耳鳴りとは

 耳鳴りとは、外で音がしていないのに音が聞こえる状態ですが、現実には音がない自覚的耳鳴(じかくてきじめい)と、患者さんの体の耳付近や耳管などで実際に何らかの音がしていて、それが聴こえている他覚的耳鳴(たかくてきじめい)に分けられます。
 現実的には自覚的耳鳴が大多数なので、まず自覚的耳鳴から話を進めます。

自覚的耳鳴

 自覚的耳鳴(以下、単に耳鳴り)が起こる仕組みははっきりしていませんが、内耳から脳に至る聴覚経路のどこかで、外からの音入力に関係なく聞こえの神経が活性化されることで生じると推測されます。また耳鳴りは、外界が静かになる夜や早朝に大きく感じることが一般的です。
 耳鳴りは、さまざまな病気に伴って起こります。

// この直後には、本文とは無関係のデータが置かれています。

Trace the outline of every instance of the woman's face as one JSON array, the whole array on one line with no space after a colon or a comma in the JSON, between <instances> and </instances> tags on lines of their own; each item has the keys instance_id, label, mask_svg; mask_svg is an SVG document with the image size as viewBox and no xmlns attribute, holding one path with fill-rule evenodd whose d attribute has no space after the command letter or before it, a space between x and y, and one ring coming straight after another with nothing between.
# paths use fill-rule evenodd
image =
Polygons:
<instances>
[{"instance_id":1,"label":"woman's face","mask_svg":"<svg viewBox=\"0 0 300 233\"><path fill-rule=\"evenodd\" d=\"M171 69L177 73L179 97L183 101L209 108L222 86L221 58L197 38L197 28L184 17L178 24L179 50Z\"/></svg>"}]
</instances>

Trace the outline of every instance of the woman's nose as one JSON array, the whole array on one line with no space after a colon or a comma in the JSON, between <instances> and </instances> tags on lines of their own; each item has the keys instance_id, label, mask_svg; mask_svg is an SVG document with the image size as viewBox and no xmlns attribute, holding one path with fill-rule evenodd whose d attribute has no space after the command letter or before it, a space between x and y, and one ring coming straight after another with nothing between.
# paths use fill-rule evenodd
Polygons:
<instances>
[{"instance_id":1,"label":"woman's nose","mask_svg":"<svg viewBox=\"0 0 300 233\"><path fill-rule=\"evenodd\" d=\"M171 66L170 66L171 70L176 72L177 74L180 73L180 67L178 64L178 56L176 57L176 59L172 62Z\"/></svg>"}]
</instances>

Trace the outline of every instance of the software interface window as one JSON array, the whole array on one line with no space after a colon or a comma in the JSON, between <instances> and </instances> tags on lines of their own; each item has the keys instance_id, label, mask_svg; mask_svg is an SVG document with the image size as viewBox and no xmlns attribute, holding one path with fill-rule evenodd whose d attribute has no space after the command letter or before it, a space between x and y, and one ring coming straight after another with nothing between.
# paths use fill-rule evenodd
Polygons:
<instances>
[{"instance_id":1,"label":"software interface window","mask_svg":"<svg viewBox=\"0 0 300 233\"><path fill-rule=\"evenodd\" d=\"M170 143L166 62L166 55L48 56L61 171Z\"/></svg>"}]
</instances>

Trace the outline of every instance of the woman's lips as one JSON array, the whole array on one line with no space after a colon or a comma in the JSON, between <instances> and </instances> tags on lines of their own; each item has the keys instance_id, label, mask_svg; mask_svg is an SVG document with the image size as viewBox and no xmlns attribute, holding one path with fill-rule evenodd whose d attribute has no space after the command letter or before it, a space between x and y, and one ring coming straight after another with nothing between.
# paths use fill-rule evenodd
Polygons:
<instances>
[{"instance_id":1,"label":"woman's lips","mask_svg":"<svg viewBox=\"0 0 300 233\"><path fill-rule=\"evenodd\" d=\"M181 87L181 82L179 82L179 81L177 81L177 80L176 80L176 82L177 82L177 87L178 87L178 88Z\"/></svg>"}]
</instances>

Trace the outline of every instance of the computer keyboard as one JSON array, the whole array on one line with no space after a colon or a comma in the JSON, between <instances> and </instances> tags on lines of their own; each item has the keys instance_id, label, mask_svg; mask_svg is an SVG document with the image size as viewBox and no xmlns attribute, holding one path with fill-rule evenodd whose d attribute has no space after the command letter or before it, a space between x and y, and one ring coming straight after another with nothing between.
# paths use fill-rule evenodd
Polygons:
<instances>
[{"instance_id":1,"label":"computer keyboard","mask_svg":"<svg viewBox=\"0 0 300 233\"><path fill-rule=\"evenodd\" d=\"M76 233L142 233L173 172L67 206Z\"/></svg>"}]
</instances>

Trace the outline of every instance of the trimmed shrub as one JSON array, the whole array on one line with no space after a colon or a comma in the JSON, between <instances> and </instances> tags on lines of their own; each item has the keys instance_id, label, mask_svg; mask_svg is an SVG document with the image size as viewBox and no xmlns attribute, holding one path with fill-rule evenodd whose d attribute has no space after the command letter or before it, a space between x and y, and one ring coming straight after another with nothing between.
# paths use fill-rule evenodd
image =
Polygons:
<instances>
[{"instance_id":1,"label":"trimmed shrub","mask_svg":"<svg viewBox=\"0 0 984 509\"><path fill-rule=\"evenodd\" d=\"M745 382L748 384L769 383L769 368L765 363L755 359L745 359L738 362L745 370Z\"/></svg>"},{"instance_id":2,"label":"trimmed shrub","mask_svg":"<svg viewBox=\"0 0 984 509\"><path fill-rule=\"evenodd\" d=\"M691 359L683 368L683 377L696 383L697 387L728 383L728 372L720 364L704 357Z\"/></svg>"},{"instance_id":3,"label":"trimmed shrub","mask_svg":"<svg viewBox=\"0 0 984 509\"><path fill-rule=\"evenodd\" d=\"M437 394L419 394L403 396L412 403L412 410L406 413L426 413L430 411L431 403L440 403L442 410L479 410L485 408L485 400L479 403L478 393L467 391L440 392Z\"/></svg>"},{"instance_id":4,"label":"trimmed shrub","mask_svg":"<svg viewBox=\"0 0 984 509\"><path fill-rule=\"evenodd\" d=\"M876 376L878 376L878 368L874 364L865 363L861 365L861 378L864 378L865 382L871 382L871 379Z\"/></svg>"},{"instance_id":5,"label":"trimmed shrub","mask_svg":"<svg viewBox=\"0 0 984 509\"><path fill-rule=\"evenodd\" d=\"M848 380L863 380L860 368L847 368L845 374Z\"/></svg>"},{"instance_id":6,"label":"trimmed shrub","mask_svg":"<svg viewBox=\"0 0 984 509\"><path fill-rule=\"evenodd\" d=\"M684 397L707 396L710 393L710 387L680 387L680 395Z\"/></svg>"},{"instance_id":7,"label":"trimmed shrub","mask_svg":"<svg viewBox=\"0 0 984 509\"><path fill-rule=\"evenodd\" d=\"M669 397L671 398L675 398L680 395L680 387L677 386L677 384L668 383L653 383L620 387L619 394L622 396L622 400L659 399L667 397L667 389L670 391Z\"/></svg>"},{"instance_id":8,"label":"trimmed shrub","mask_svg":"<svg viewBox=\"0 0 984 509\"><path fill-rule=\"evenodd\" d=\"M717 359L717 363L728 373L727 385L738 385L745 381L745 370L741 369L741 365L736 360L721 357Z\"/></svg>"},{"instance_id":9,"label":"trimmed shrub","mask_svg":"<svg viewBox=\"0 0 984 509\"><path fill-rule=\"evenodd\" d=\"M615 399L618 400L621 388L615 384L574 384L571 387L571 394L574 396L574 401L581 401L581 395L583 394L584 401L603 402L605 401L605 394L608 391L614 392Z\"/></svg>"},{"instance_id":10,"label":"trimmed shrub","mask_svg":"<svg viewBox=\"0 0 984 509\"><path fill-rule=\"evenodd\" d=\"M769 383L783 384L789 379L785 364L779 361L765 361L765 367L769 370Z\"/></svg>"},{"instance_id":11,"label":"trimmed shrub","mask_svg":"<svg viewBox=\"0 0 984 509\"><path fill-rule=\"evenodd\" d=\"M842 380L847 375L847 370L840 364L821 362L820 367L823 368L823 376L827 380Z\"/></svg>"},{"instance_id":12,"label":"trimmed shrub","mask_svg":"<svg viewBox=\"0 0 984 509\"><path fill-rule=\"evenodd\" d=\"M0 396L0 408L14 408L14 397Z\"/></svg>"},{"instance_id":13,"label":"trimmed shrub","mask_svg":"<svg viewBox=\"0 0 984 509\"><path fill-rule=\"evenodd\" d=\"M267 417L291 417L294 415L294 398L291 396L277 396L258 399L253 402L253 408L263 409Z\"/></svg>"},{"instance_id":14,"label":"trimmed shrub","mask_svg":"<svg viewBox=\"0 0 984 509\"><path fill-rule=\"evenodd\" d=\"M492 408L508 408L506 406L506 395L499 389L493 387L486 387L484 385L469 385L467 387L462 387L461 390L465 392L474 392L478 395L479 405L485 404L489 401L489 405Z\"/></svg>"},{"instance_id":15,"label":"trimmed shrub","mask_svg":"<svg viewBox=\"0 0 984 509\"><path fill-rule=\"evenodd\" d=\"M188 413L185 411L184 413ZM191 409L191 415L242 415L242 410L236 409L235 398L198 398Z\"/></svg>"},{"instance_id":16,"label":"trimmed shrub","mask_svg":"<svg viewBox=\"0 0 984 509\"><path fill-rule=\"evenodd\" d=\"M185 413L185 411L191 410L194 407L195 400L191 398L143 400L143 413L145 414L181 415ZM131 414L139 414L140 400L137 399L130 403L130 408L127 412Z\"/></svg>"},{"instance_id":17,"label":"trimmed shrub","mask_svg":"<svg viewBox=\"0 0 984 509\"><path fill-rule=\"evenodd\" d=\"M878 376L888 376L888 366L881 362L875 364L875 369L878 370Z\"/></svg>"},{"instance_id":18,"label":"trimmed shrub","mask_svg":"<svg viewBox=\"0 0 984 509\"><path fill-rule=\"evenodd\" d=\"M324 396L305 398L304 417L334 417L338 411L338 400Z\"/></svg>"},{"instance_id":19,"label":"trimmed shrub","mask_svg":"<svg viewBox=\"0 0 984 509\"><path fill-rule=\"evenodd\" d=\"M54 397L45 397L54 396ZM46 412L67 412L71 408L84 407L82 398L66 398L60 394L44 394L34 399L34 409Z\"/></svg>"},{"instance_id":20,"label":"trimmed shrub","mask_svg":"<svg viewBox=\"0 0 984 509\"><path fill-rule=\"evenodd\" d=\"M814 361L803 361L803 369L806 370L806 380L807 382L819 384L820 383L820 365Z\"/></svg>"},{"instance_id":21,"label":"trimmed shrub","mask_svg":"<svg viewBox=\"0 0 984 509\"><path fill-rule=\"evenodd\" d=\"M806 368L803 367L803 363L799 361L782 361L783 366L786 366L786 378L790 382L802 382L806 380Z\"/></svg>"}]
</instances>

代表的なものは内耳性難聴(ないじせいなんちょう)に伴うもので、突発性難聴音響外傷メニエール病などでみられます。しかし、単に加齢に伴って生じたり、あるいは難聴など他の症状をまったく伴わず、耳鳴りが単独で生じることもあります。
 耳鳴りは主観的なものなので、その性質や強さを正確に測るのは難しいのですが、耳鳴検査の器械を用いていろいろな高さ、強さの音を発生させ、それと聞き比べることで、ある程度数値として評価することができます。

自覚的耳鳴の治療

 原因となる病気がはっきりしている時には、その病気を治療することが耳鳴りの治療になります。しかし、多くの耳鳴りは原因不明で、いろいろな治療が試みられます。
 よく用いられるのは、内耳や脳の血液循環を改善する薬、筋肉の緊張を和らげる薬、精神安定薬などの薬物療法です。そのほか、局所麻酔薬の静脈注射、鼓室(こしつ)への副腎皮質ステロイド薬の注入などの有効性が報告されています。
 耳鳴りの背景に精神的緊張やストレスが存在することも多いので、心理的なアプローチも重要です。外から現実の音が入ってくると、相対的に耳鳴りが認知しにくくなること(マスキング効果)を利用して、好きな音楽やラジオなどを楽しむことで耳鳴りを緩和することができます。マスカーといって、補聴器のような器具で持続的に雑音など耳鳴りをマスクするような音を出す機器もあります。また、高度難聴に伴う耳鳴りがある方で人工内耳埋め込み手術を受けた患者さんのうち、約80%において、人工内耳使用中に耳鳴りが軽減するとされています。

他覚的耳鳴

 次に、他覚的耳鳴について述べます。他覚的耳鳴がある場合、実際に患者さんの耳と医師の耳を聴診器で使うようなチューブでつないでみると、ほとんどの場合、患者さんが聞いている耳鳴りを医師が聞くことができます。他覚的耳鳴には、間欠的なものと持続的なものがあります。
 間欠的なものには、コツコツとかプツプツなどと表現できる音が多く、耳管周辺の筋肉や耳小骨(じしょうこつ)についている筋肉のけいれんによるものがあります。また、物を飲み込んだ時などに、鼻の奥の上咽頭(じょういんとう)で耳管の開口部の隆起が周囲の粘膜に触れてピチャピチャ音をたてるのが聞こえて気になることもあります。
 音が持続的な場合では、耳周辺の大きな静脈や動脈内を血液が流れる時に生じる雑音が聞こえる例があります。

他覚的耳鳴の治療

 治療は、それぞれの原因に応じて考えます。たとえば筋肉のけいれんなら、筋肉の緊張をとるような薬物を試みたり、耳小骨についている筋肉の腱を切断することもあります。しかし、この奇妙な耳鳴りの原因が明らかになるだけでも不安が解消され、そのまま経過をみてゆく方法もあります。

耳鳴りとの平和共存

 耳鳴りそのものは、生命の危険を伴うものでも痛みを生じるものでもありません。しかし、覚醒(かくせい)している間中、休みなく続くことで常に脅かされるような感覚を伴い、患者さんの苦痛は決して小さくありません。できる範囲で原因を追及して治療法を探り、また、周囲の人々が耳鳴りの患者さんの苦痛を理解し、共感を示すことが患者さんにとっては大きな救いになります。
 また、たとえ最終的に耳鳴りが完全に治らなくても、時間がたつにつれて次第に「耳鳴りはしているが、あまり気にならない」というように、耳鳴りと「平和共存」できるようになるのが一般的です。消極的と思われるかもしれませんが、耳鳴りのように難治性の症状に対しては、時間をかけてこのような受容的考え方にたどり着くのもひとつの解決法なのです。